My sister Hollie was a volunteer at the race. She helped with packet pick-up the night before, and directed traffic at an intersection during the race. We met up with her right in the middle of the ugly hill and it was a welcome relief to talk with her for a few minutes. I am so thankful she was able to come and be part of the day. She was the best cheerleader of the whole course.

By mile 14 it was getting HOT. It's hard to estimate temperature while running, but I'd guess it was at least 672 degrees. Either an atomic bomb exploded and my skin was starting to melt off....or we were in the middle of running a marathon.

The scenery along the course was beautiful. Surrounded by the beauty of Park City helped take our minds off the pain. Okay, not really. But it gave us something nice to look at. I really liked this huge tree full of shoes hanging from the branches.

Around mile 18 I heard someone talking. I thought maybe my mind was playing tricks on me. But I kept hearing a voice over and over. I turned off my mp3 player and realized what I was hearing. Mel was saying over and over again "Light and easy. Light and easy." We wished we were as happy as these people:

Because of the fact that much of the race was on trails or dirt roads, there weren't too many spectators. But in the middle of a particularly hideous hill we saw some needed encouragement.

At mile 20, there was an aid station called "The Oasis". They had lots of different drinks, Hammer Gel, and pastries. There were chocolate cake donuts which looked heavenly. It turns out this wasn't very smart. My stomach immediately felt sick (duh!). I'll put this decision in the category of "It seemed like a good idea at the time."

A few miles later we reached a highly energetic aid station. People had water misters and misted runners who needed a cool down. All the volunteers looked like beautiful women. ALL of them:

I was surprised how well Mel did especially during the last 6 miles. I think she ran more than I have run in the last 6 miles during my previous marathons. I was feeling really good. I was feeling REALLY hot and tired, but not nearly as bad as previous races. The greatest thing was that I never had the paralyzing leg cramps that attacked during previous marathons. I never felt like I "hit the wall" and I think I could have run a few extra miles if I wanted to. I think it was the walk breaks and slower pace that left me feeling so good.
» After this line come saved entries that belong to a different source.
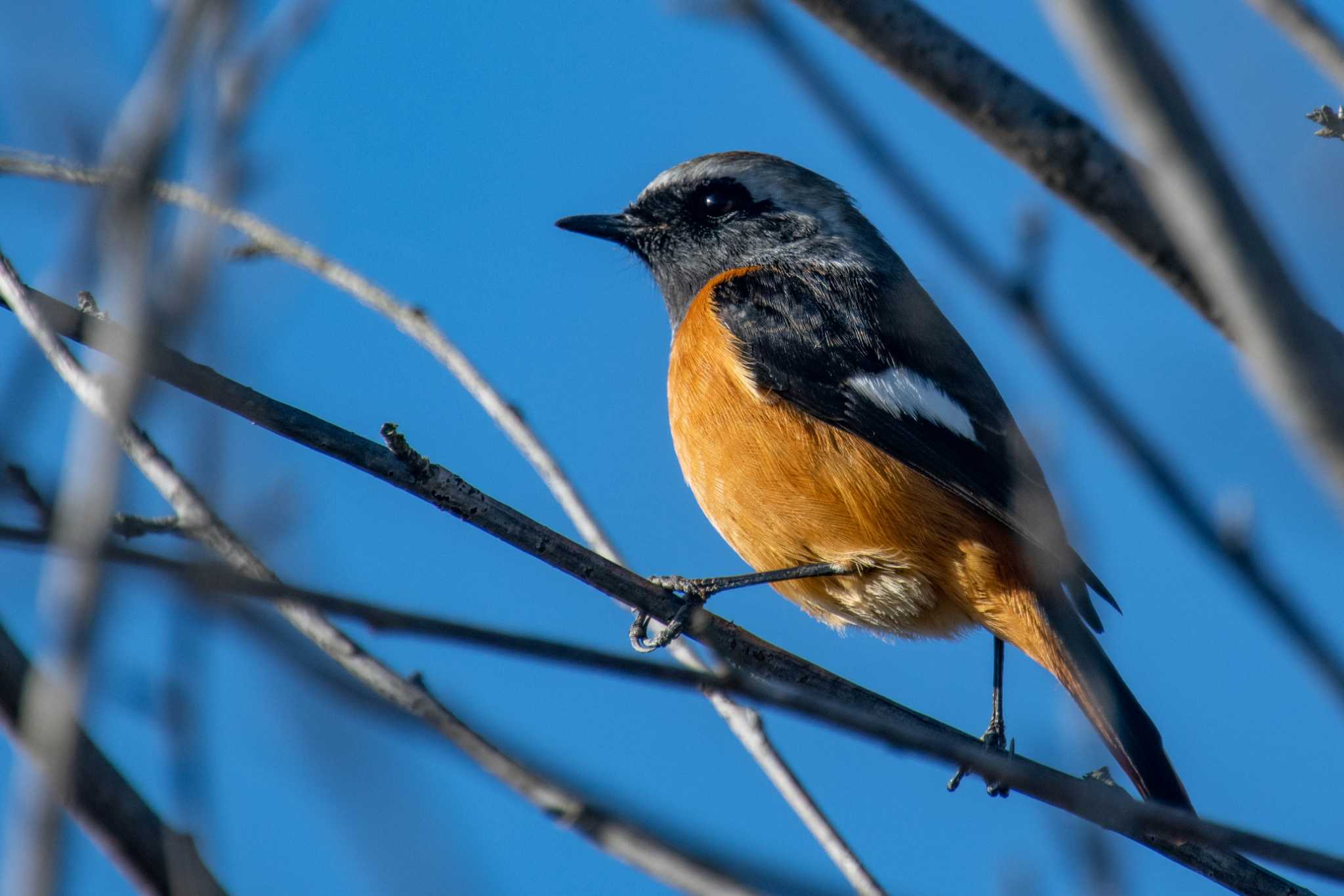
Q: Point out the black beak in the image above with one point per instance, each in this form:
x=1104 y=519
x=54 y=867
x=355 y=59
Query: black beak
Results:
x=619 y=229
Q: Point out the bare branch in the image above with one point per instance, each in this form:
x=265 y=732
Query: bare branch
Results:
x=741 y=648
x=1046 y=138
x=1020 y=293
x=1106 y=805
x=266 y=239
x=52 y=702
x=1296 y=361
x=1309 y=33
x=610 y=833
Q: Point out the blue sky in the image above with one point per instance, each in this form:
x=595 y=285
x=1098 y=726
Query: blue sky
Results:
x=432 y=147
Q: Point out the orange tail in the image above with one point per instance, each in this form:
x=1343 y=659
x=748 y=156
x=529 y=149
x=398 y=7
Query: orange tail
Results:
x=1070 y=652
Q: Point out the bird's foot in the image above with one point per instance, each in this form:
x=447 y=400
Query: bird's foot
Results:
x=995 y=738
x=696 y=592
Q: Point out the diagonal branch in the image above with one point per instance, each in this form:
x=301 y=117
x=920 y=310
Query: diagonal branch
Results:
x=1312 y=35
x=741 y=648
x=147 y=851
x=1045 y=137
x=608 y=832
x=270 y=241
x=1296 y=361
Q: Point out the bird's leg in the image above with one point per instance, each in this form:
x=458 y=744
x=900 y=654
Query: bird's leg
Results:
x=995 y=735
x=696 y=592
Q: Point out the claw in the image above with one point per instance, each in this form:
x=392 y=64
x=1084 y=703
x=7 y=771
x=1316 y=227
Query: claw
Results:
x=992 y=739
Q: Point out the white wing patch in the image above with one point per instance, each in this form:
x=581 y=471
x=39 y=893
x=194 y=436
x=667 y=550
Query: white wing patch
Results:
x=902 y=391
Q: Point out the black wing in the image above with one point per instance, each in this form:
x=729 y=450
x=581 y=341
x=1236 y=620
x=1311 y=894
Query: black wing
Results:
x=885 y=365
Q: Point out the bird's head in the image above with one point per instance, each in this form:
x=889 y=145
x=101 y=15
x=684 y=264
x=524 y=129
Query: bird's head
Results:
x=734 y=210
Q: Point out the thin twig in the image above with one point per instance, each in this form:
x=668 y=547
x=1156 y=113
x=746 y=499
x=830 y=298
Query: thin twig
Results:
x=620 y=838
x=1108 y=804
x=737 y=645
x=1330 y=120
x=1022 y=295
x=269 y=241
x=1046 y=138
x=1309 y=33
x=148 y=852
x=1296 y=363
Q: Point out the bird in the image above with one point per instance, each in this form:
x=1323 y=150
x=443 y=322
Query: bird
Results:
x=826 y=411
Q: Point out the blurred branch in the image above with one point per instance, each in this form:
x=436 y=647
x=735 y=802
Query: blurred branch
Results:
x=1046 y=138
x=410 y=320
x=70 y=587
x=124 y=524
x=1102 y=804
x=266 y=239
x=1309 y=33
x=863 y=708
x=1020 y=293
x=1330 y=120
x=150 y=853
x=610 y=833
x=1296 y=361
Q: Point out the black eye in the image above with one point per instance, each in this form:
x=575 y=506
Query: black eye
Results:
x=719 y=201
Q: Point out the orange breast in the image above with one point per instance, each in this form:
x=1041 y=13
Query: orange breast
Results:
x=786 y=489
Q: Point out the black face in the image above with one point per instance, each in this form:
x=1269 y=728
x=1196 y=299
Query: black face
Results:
x=690 y=232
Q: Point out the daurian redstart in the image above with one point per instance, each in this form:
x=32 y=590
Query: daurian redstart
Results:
x=826 y=411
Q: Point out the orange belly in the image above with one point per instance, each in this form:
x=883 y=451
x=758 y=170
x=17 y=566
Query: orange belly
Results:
x=786 y=489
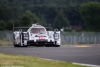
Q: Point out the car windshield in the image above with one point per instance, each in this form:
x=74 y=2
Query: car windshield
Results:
x=38 y=30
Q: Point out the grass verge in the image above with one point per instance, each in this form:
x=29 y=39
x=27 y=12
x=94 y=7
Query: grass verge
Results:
x=7 y=60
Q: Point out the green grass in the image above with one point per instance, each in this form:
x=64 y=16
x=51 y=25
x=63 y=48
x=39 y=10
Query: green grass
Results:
x=7 y=60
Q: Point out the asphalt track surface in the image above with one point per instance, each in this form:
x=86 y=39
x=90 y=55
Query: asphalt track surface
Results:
x=86 y=55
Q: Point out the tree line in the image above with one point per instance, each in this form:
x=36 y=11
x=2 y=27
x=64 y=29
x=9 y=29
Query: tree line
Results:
x=58 y=14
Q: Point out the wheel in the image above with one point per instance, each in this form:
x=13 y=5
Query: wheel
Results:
x=15 y=45
x=56 y=45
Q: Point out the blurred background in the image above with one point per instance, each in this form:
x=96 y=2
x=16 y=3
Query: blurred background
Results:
x=78 y=20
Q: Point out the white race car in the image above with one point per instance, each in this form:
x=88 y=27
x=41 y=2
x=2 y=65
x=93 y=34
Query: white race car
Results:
x=36 y=35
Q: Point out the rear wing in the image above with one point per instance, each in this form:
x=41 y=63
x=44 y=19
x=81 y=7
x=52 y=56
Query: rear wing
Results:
x=26 y=28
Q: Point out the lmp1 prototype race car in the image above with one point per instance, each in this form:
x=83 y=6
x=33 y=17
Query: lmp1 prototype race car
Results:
x=36 y=35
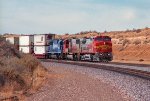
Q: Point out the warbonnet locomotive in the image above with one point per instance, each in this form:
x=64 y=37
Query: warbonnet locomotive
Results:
x=98 y=48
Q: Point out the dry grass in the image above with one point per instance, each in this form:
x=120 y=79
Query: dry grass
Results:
x=20 y=74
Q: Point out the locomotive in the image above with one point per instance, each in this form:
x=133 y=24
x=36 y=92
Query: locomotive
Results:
x=98 y=48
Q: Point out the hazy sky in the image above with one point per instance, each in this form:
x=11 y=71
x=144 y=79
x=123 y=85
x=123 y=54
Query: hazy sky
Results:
x=72 y=16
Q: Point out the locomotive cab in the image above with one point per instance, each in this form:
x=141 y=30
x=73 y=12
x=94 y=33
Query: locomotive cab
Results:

It is a surreal feeling toward the end of the race when you see a mile marker saying "25 Miles", then a marker that says "26 Miles". I just can't comprehend how a human body can go for 26.2 miles. I was so proud of Mel for what she had accomplished and I was so happy I was able to be with her during her first marathon.

We held hands and gave each other a kiss on the finish line with a time of 6 hours and 1 minute!

"It's not like somebody else can run a marathon for you. It's all you out there. Finishing means you can say 'There's not a lot I can't do.'" ~ Kenneth Feld, Owner of Ringling Bros. and Barnum & Bailey Circus

Mel's race report is coming soon!


  1. It was honestly a BLAST to be there at the race with you guys. Volunteering was so much fun!! Thanks for letting me join you in this experience! I just pulled the pictures off my camera, so I'll email them to you shortly.

    CONGRATS on running a great race! You both looked so good and so happy after it was finished! :)

  2. Good job Cory and Mel. You guys are awesome. Cory, you are perhaps the only person on the planet who thinks it is a good idea to carry rocks in your pack during a marathon.